The user interface is generated by a script that parses the database and guides the user though the questionnaire tree with the help of a web-based wizard (see figure 2). This architecture has several advantages:

Figure 3: An overview page gives information about the data collection progress

Subordinate queries that refer to specific details of some legal aspects automatically can be skipped if they become superfluous. For instance, there is no need to query contractual agreements with subjects if there is no personal data contained in the corpus.
The data model provides users with the option of registering multiple corpora and running the questionnaire wizard individually. Furthermore, users can share the data they entered into the system with other registered users so that it is possible to edit the data across project locations (for example, queries can be skipped, answered later, or left to other users).
Should the structure or content of the questionnaire tree be changed, the database will be modified accordingly. If the change leads to unanswered queries, this will be indicated to the user in a status page. For this reason, every user account has an overview page that gives information about the state of progress of every registered resource (see figure 3).
The questionnaire includes queries about metadata content and standards that already have been applied to the registered corpora, so that users do not have to insert redundant information already contained in existing metadata sets.
Administrator users have unlimited access to all data in the database, so that users can be provided with support, if needed.
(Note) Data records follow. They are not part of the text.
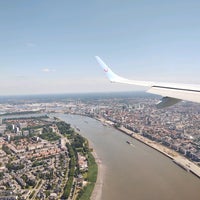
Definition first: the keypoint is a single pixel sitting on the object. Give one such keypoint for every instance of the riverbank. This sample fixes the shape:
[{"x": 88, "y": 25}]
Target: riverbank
[
  {"x": 97, "y": 192},
  {"x": 175, "y": 156}
]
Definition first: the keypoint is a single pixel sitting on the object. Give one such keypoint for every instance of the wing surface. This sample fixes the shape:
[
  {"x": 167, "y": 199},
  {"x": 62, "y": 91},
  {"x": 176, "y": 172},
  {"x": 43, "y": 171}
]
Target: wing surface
[{"x": 172, "y": 92}]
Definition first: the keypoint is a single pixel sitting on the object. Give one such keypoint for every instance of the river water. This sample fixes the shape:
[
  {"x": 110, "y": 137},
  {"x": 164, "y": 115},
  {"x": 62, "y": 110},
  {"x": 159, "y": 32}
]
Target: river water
[{"x": 134, "y": 171}]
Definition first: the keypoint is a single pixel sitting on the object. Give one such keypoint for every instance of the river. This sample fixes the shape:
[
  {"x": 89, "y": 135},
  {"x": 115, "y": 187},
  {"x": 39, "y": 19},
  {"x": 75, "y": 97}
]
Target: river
[{"x": 134, "y": 171}]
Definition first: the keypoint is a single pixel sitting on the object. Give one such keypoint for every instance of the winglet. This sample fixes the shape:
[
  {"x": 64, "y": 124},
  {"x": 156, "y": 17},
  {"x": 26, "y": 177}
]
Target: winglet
[
  {"x": 109, "y": 73},
  {"x": 118, "y": 79}
]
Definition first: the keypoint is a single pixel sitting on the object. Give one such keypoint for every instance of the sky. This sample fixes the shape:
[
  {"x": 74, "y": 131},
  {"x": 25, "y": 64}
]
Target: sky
[{"x": 48, "y": 46}]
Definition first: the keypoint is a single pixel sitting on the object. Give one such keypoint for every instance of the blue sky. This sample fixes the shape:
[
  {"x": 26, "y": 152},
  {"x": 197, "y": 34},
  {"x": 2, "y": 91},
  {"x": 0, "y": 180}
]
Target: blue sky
[{"x": 49, "y": 46}]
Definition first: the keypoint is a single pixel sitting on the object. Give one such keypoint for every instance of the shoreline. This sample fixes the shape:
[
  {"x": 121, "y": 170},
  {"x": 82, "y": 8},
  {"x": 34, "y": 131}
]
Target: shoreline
[
  {"x": 97, "y": 191},
  {"x": 178, "y": 159}
]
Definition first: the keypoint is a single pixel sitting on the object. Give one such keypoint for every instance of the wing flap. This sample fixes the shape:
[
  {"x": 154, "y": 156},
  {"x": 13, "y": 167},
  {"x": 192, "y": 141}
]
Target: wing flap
[{"x": 177, "y": 93}]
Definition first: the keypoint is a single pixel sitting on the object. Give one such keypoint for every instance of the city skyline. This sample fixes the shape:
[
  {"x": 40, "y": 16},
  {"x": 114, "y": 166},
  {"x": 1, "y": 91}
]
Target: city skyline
[{"x": 49, "y": 47}]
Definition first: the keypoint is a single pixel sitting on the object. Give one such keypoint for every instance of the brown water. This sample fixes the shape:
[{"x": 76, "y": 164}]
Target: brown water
[{"x": 135, "y": 172}]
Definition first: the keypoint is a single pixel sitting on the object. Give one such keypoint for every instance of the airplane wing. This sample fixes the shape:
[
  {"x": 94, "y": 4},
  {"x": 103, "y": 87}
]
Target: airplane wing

We are currently in the process of collecting legally relevant metadata from about 60 different research projects with the aid of the questionnaire system described in this paper. Content and structure of the concept maps is available on our project homepage at /sfb441/c2/.

References

[1]: Joe Celko. Trees and Hierarchies in SQL for Smarties. Morgan Kaufmann, San Mateo, 2004.
[2]: Timm Lehmberg and Kai Wörner. Annotation Standards. In Anke Lüdeling and Merja Kytö, editors, Corpus Linguistics, Handbücher zur Sprach- und Kommunikationswissenschaft (HSK). de Gruyter, Berlin, New York, 2007. In press.
[3]: Thomas Schmidt, Christian Chiarcos, Timm Lehmberg, Georg Rehm, Andreas Witt, and Erhard Hinrichs. Avoiding Data Graveyards: From Heterogeneous Data Collected in Multiple Research Projects to Sustainable Linguistic Resources. In Proceedings of the E-MELD 2006 Workshop on Digital Language Documentation: Tools and Standards – The State of the Art, East Lansing, Michigan, June 2006.